Día del mar

21 Apr, 2016 | Ellen Frank-Delgado

Social issues and Politics

Photos:Ellen Frank-Delgado

The century old struggle for Avaroa’s coastline

In the days leading up to Día del Mar, Plaza Abaroa is a tranquil place. All that can be heard are the sounds of gardeners peacefully watering the surrounding grass. One man sweeps the stone pathways that transect the plaza, while others in swanky suits quietly eat lunch on nearby benches. Yet, the bitter smell of fresh black paint stands out in the plaza, and forces Sopocachi residents to stop in their tracks. The paint outlines where Bolivian dignitaries and members of the National Congress will stand in a few days, during the March 23rd commemoration.

The War of the Pacific, fought between Chile, Peru and Bolivia, began as a border dispute when Bolivia imposed a 10-cent tax on the potassium nitrate produced by Chile in the Litoral province. In the first battle, fought in Calama in 1879, 500 Chilean soldiers faced 100 Bolivian men, including Plaza Abaroa’s namesake, Eduardo Avaroa, who owned property in the area. According to folklore, when Chilean soldiers asked Avaroa to surrender, in a moment of pure valour, the doughty landowner yelled back, ‘¿Rendirme yo? ¡Que se rinda su abuela!’ (Surrender me? Your grandmother should surrender!) Since his death, he lives on as a national hero in major plazas across Bolivia and in the Reserva Nacional de Fauna Andina Eduardo Avaroa. Even so, Plaza Abaroa’s official name continues to be misspelled due to the linguistic similarity between ‘B’s’ and ‘V’s’ in spoken Spanish.

The War of the Pacific ended in 1883, but Eduardo Avaroa’s name still symbolises hope in modern day Bolivia. The country officially lost its Litoral province to Chile at the end of the war, but to this day it insists on regaining its sovereign access to the sea. Under Evo Morales’ leadership, Bolivia has taken actions to modify the 1904 Treaty of Peace & Friendship. In 2013, it filed an official plea to sue Chile at the International Court of Justice in The Hague. If the court sides with Bolivia, the landlocked country could gain back a portion of the 400 km coastline it lost 112 years ago.  

On Día del Mar, the plaza could not differ more from the serene days leading up to it.

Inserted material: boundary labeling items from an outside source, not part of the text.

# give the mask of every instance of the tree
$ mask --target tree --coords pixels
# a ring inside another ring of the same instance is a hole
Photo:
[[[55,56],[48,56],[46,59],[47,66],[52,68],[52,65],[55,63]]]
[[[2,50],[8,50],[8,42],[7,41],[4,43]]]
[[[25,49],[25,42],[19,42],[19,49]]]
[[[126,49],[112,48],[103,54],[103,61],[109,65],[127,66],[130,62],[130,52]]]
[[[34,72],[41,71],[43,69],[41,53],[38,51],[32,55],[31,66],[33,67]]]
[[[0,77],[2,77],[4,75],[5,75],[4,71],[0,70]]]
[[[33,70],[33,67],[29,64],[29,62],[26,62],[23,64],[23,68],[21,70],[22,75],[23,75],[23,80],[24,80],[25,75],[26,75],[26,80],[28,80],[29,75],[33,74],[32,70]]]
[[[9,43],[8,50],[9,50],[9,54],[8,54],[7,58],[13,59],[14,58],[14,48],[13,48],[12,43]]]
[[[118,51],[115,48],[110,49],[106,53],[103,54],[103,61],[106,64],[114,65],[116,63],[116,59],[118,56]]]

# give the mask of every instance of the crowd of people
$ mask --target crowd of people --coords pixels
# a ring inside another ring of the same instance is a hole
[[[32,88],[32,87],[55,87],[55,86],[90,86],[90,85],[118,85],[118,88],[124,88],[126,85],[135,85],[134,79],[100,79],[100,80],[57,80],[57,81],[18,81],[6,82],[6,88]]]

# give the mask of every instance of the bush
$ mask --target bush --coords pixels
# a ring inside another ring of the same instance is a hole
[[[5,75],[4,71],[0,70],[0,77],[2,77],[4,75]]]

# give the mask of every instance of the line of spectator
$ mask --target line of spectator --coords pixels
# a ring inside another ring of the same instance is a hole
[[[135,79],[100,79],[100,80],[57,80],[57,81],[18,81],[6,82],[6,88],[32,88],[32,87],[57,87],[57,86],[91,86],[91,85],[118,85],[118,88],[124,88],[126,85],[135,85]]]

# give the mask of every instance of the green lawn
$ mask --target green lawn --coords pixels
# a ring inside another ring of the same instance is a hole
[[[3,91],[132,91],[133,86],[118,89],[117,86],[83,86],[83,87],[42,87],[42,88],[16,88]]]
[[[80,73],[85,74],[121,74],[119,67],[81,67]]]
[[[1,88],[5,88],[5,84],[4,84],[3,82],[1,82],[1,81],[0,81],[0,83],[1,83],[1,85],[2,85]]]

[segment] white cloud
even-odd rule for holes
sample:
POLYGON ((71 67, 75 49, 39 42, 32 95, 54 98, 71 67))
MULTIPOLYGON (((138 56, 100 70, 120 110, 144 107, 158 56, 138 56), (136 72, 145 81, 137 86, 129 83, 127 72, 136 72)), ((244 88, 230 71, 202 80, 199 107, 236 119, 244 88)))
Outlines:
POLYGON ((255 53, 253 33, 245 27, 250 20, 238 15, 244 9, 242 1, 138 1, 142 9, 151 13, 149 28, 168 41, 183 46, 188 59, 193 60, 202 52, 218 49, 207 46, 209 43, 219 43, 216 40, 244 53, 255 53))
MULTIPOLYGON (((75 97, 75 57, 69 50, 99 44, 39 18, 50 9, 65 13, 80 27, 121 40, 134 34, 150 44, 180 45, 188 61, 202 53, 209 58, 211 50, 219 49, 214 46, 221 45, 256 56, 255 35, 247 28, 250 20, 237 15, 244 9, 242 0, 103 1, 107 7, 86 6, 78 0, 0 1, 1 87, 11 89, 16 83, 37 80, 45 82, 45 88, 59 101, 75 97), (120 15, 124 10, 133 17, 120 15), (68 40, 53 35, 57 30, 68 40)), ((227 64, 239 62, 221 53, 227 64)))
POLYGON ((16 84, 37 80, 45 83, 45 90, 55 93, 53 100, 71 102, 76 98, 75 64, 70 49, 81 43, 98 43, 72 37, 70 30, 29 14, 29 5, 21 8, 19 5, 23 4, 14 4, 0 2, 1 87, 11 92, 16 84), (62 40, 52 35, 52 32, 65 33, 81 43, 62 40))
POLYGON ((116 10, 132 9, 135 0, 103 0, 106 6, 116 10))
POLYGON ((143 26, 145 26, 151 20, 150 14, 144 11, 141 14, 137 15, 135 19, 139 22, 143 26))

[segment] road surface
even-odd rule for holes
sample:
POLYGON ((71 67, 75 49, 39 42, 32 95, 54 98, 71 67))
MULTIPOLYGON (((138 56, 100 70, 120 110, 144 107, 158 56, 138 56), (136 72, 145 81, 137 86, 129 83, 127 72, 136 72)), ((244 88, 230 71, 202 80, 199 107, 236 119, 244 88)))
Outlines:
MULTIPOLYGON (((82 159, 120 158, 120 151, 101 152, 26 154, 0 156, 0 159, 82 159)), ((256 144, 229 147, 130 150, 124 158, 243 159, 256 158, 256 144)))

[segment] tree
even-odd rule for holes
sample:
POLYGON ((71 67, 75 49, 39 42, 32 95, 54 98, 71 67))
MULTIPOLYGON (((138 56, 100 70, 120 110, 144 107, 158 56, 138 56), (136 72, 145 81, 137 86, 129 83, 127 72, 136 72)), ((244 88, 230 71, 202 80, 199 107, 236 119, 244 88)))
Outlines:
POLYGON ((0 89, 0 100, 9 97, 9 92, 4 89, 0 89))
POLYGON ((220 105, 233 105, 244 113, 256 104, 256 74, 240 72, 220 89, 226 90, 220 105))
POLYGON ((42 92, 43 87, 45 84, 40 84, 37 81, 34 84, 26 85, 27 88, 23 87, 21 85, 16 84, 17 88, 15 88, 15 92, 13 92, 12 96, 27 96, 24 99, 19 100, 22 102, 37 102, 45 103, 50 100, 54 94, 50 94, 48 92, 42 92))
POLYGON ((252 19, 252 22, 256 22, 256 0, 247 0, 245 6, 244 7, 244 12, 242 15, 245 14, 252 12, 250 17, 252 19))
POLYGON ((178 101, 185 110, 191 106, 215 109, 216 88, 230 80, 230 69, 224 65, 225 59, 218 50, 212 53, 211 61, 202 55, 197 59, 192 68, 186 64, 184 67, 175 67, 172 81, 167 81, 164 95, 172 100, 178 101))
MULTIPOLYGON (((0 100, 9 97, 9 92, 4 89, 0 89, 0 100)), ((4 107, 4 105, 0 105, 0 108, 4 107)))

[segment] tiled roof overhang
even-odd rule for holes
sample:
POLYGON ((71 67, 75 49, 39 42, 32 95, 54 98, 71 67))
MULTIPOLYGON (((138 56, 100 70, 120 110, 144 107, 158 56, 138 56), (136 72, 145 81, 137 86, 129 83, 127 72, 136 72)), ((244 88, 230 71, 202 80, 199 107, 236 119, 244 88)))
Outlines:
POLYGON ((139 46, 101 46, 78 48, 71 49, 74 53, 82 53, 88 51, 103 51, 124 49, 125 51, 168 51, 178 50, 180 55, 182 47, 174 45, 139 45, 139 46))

In the morning, jets dart above the now-barricaded plaza. The crowds of paceños that fill the sidewalks can still see the bronze statue of Avaroa in the centre of the plaza. Floral offerings in the country’s vibrant yellow, green and red, surround Eduardo Avaroa. The many blue flowers encompassing the statue remind onlookers of the true purpose of today’s festivities. Local school marching bands, politicians, the Ministry of Defence, the army, and of course, Bolivia’s navy, occupy the streets themselves. The navy’s plain white suits greatly contrast the more whimsical and colourful costumes of the processions. Bolivia maintains a navy to surveil Lago Titicaca and the country’s rivers, as well as in the hope of one day regaining its coastline.

Evo Morales’ stern voice rumbles over the loudspeakers as he shares his hopes of ‘frank and sincere dialogue with Chile.’ His sentiments are emotional but optimistic, which reflect the country’s belief that one battle has already been won. In September 2015, the International Court of Justice rejected Chile’s claim that the court had no jurisdiction in the case. Chile now has until July 25th to respond to Bolivia’s case, while Bolivia has spent the past week analysing and preparing for different arguments Chile may make.

After a midday siesta, the streets in front of Plaza Abaroa are filled once more with parades. The marching drums seem to vibrate local buildings even more than the morning’s jets. Chants and songs, in combination with the drums, fill the air and drown out the Western music of Alexander Coffee across the street, from where local barista Mirea Sandoval Rivera has watched Día del Mar each year behind the counter. ‘In the heart of all Bolivians,’ she says, when asked if Bolivia will ever gain access to the sea, ‘we will always defend the story of Avaroa.’

The end of the day’s commemoration is eerie. After hours of music, the drums come to an unnerving halt. No soldier or onlooker chants or even mumbles a word. There is a chilling atmosphere and no one seems to know what is going to happen next, like in the uncertain months to come for Bolivia in the Hague. Amidst a few more shouts, the soldiers precede onward, carrying the flag flown in 1879 away from Plaza Abaroa. All that can be heard is the dismantling of stages, while the paceños are left wondering if their country will always remain landlocked.